Sono i dipendenti dell’Ittierre, che stanchi delle promesse, degli annunci, hanno deciso di rivolgersi direttamente alla Regione per avere risposte sul loro futuro e su quello dell’azienda tessile. Una cinquantina davanti ai cancelli, circa venti quelli ricevuti dal presidente nella saletta attigua all’aula consiliare.
A Niro i dipendenti hanno consegnato un articolato documento che, oltre a ripercorrere le tappe della crisi che ha travolto l’azienda di Pettoranello, pone domande ben precise su ciò che la Regione può fare, con quali strumenti intenda intervenire per tutelare i posti di lavoro e soprattutto rilanciare l’azienda.
Domande alle quali il presidente Niro ha risposto con estrema franchezza: la Regione non ha soldi e soprattutto non può intervenire in maniera diretta,  non avendo la partecipazione nella società , nonostante abbia sottoscritto una fidejussione da 12 milioni di euro.
L’unica cosa che Niro ha potuto promettere è la convocazione di un Consiglio regionale monotematico sulla crisi Ittierre.
Per il resto ha invitato tutti a collaborare per tentare di trovare una soluzione condivisa. «Se continuiamo in questo modo econ un debito sulle spalle della Regione di 1 miliardo di euro – ha detto – l’annessione è cosa certa. Dobbiamo decidere solo con chi andare».
Una situazione grave, estremamente preoccupante, quella ribadita dai dipendenti che ora sperano nell’incontro in programma per venerdì prossimo tra i sindacati e il presidente della Regione.
Ma nel frattempo, restano i dubbi sull’operazione Ikf che secondo i lavoratori non avrebbe lo scopo di rilanciare l’azienda .
La riunione era sul punto di chiudersi quando è arrivato il senatore Roberto Ruta che invece, a riguardo della proposta dell’Ikf ha invitato le parti a non escluderla, anche perché al momento è l’unica sul tavolo.

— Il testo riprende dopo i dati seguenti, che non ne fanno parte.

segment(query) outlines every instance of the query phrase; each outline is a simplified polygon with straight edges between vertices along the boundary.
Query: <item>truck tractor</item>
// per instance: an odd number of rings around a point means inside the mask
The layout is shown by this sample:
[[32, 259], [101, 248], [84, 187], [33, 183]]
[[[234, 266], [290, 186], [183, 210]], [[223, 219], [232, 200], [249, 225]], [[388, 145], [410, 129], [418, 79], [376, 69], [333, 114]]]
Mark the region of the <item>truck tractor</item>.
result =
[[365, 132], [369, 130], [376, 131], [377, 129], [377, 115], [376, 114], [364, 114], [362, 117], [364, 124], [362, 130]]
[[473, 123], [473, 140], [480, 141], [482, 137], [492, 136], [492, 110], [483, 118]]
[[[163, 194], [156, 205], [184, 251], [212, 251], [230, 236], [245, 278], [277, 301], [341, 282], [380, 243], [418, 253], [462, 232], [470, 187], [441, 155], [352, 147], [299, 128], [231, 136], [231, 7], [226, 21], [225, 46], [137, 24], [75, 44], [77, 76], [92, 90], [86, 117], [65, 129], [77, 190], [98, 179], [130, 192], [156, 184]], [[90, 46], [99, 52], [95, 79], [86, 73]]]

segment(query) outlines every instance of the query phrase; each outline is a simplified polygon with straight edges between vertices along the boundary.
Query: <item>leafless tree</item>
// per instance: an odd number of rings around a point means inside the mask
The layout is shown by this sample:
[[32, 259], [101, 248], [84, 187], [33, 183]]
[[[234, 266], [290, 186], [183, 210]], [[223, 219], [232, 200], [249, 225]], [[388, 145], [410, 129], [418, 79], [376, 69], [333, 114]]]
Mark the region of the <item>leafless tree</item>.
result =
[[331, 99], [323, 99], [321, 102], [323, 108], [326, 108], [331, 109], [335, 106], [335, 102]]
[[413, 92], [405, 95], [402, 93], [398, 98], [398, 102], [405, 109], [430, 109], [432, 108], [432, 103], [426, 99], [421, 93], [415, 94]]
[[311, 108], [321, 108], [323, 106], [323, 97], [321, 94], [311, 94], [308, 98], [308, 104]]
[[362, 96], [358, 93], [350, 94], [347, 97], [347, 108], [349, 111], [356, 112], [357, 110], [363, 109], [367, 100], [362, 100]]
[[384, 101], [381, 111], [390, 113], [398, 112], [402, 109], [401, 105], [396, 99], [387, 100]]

«Penso ad un piano nel quale si uniscano gli interessi: quello della Regione, dell’Ikf per dare vita ad un progetto completamente diverso – ha spiegato – Non parlerei di cessione del ramo d’azienda ma di acquisizione».
Insomma, mettere in campo una strategia più ampia che possa far ripartire l’azienda tessile di Pettoranello.
Intanto la prima tappa è rappresentata dal vertice di venerdì Regione-sindacati. E’ da lì che si capirà quale sorte toccherà all’Ittierre.